Nous sommes donc en 1888 et des prostituées essaient d'obtenir de l'argent en menacant de dévoiler l'existence d'un bâtard royal. La reine Victoria charge alors son médecin, Sir William Gull, de faire taire les témoins gênants... Mais celui-ci, passablement dérangé, tout en aidant la Couronne va en profiter pour donner une résonance mythique à ses actes : son but est en fait de renforcer la domination masculine par des rituels de sang, faisant de ses meurtres un acte de "magie sociale". Parallèlement aux effets sociaux réels des meurtres ( psychose, battage médiatique, pressions diverses et ratés de l'enquête ), on va aussi voir les effets ( réels ou fantasmés par le cerveau malade de Gull ) sur la structure temporelle à travers un panorama de visions de diverses époques, et particulièrement un vingtième siècle froid et déshumanisé qui terrorisera Gull...
Enfin, la lecture des annexes est indissociable de la BD, car elles nous permettent de faire la part entre les faits réels et les faits inventés, et elles renforcent savoureusement la cohérence de l'ensemble.
Bref, à part une petite réserve sur l'image un peu noire qui est donnée de la franc-maçonnerie, je recommande chaudement cette BD. |
CoeurDePat
| Ahlala. "From Hell" c'est un énorme pavé de 576 pages, lourd comme tout et vraiment pas engageant. Lorsqu'on le feuillette comme ça, le dessin apparaît vraiment repoussant, tout à l'encre de chine qu'il est (que du noir et blanc, même pas de gris, tsss !), tout hachuré, et certainement pas "beau" au sens classique du terme. En plus ça commence par un gros plan sur une mouette crevée, ça ne donne pas forcément envie d'aller plus loin. :(
Et pourtant...
Et pourtant quand on commence à le lire, au bout de la première page on est intrigué. Par le dialogue, un peu étrange et décalé; par la mise en scène, qui malgré le dessin semble très bien faite...
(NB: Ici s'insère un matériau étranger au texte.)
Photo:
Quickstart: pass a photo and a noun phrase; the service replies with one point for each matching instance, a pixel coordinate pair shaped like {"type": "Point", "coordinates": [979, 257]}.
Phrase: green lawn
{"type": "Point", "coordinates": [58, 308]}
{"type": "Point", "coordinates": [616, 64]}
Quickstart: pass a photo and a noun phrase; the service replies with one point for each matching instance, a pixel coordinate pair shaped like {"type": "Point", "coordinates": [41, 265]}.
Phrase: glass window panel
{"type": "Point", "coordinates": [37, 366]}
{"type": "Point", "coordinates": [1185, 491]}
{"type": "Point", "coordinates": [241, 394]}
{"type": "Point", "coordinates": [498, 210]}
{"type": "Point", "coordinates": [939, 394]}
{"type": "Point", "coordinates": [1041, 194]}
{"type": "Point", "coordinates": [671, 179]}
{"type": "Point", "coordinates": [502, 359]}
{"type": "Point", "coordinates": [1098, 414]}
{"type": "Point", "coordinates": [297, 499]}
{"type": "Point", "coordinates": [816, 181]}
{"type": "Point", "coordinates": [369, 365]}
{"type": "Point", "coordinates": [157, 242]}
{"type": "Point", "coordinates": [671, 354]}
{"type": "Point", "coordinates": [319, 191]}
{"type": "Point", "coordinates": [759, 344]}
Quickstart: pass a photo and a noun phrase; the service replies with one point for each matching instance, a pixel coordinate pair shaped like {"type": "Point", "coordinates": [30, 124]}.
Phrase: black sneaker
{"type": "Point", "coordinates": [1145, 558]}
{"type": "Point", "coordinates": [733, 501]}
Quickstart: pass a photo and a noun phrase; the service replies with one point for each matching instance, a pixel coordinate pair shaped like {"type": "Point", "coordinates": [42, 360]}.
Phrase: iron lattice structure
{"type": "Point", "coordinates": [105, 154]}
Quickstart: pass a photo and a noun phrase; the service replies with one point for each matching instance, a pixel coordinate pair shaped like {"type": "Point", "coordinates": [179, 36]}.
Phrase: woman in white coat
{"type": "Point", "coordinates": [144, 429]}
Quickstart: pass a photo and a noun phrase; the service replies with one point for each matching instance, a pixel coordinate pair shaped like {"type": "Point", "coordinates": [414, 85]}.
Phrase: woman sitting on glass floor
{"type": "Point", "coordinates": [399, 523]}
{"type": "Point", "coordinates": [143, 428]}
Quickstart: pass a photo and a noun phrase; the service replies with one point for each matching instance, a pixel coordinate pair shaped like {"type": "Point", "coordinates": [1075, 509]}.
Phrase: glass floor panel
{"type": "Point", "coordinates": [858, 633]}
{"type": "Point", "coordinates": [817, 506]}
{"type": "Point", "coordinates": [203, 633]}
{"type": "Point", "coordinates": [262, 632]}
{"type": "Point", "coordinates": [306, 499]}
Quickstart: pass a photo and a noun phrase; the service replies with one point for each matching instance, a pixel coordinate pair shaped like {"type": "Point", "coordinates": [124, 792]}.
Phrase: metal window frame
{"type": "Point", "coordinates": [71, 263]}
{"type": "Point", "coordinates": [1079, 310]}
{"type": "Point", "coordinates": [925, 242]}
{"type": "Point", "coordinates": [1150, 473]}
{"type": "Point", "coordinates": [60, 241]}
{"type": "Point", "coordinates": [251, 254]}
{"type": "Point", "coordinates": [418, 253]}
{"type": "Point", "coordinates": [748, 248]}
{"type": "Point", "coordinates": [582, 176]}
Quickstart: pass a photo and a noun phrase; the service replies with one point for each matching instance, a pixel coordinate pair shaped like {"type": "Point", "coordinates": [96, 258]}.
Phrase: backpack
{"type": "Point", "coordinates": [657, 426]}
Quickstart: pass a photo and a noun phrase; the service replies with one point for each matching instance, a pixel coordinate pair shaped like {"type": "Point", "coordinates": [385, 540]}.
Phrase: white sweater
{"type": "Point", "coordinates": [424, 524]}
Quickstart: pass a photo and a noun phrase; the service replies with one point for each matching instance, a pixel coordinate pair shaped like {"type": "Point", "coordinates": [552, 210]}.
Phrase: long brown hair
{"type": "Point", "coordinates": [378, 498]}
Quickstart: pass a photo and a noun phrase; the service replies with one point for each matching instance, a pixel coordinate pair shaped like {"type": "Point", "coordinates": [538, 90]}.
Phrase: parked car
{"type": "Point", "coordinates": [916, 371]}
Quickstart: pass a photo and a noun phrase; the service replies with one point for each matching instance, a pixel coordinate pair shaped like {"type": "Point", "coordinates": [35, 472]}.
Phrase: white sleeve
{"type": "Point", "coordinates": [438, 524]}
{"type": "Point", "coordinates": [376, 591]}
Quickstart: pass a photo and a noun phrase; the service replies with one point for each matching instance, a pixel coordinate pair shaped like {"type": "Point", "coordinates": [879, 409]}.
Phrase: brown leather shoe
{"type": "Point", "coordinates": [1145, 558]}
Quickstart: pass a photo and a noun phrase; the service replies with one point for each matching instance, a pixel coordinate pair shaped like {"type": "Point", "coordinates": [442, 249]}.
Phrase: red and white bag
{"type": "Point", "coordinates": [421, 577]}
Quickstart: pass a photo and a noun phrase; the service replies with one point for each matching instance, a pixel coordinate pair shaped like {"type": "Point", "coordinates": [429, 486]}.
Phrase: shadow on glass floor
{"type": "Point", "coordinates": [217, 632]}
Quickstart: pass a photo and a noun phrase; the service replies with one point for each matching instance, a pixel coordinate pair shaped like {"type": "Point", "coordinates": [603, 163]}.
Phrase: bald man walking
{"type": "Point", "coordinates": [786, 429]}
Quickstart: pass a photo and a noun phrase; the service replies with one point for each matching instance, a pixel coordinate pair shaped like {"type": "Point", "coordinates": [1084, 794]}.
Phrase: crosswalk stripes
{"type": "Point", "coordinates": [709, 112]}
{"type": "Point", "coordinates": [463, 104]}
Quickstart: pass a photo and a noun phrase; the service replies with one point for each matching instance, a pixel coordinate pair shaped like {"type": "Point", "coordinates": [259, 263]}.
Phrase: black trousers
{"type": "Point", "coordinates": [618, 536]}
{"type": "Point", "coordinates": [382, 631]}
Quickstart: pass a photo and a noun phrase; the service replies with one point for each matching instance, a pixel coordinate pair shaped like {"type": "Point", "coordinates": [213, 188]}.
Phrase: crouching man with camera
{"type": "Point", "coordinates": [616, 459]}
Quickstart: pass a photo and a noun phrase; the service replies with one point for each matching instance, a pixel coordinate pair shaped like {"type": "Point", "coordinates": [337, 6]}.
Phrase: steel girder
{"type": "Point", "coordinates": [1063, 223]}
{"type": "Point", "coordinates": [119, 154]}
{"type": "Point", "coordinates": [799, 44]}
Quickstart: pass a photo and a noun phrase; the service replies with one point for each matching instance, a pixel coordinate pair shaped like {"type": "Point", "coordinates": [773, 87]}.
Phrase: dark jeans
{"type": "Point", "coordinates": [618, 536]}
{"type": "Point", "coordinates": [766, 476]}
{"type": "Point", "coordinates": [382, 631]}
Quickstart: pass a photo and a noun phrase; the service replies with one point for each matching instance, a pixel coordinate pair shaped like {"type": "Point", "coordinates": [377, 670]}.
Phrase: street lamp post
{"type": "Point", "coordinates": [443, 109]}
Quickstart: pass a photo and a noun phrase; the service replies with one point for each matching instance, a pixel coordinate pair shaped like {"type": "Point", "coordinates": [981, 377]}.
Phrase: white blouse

Et puis au bout de l'introduction (8 pages), sans s'en rendre compte on a été absorbé dans cet univers. Comme ça, sans même s'en être aperçu.
Les trois premiers chapitres m'ont posé problème... j'ai en effet bêtement loupé les indications de dates dans la première case, et c'est seulement en cours de route que j'ai réalisé que les scènes ne se suivaient pas chronologiquement.
On ne comprend pas trop le lien des deux premiers chapitres avec l'affaire de Jack l'éventreur, mais le lien se fera plus tard... En attendant on est intrigué, complètement attentif et... littéralement immergé dans l'histoire.
Le chapitre quatre en particulier m'a paru absolument renversant. Invraisemblable qu'un auteur ait osé faire ça ! Quarante pages d'un quasi monologue sur l'architecture et l'origine et le mystère des Francs-Maçons ! Des considérations complètement ésotériques et absconses, de quoi faire décrocher n'importe qui en deux pages ! Et pourtant... pourtant on reste scotché là, devant ce récit témoignant d'un esprit complètement étranger, tordu, aux limites même de la folie. Qu'Alan Moore ait pu faire cela m'inspire un respect presque sans bornes.
Bon, sinon il faut bien reconnaître que le travail qu'il y a derrière "From Hell" est impressionnant. On peut en avoir un aperçu à la fin du livre, dans l'appendice II, qui raconte en image l'histoire des différents travaux existant sur le sujet, où Moore analyse les querelles. C'est réellement intéressant, et de plus mis en images de façon véritablement intelligente.
L'appendice I quant à lui, est composé de 42 pages d'explications sur les différentes pages/scènes/cases du livre... Là, j'avoue avoir juste survolé, mais là aussi c'est réellement intéressant. Moore explique ce qui est "vrai", ce qu'il a inventé, adapté ou arrangé. Vraiment bien. Si "From Hell" était un dvd, je dirais que ce bonus est d'une qualité rarement atteinte.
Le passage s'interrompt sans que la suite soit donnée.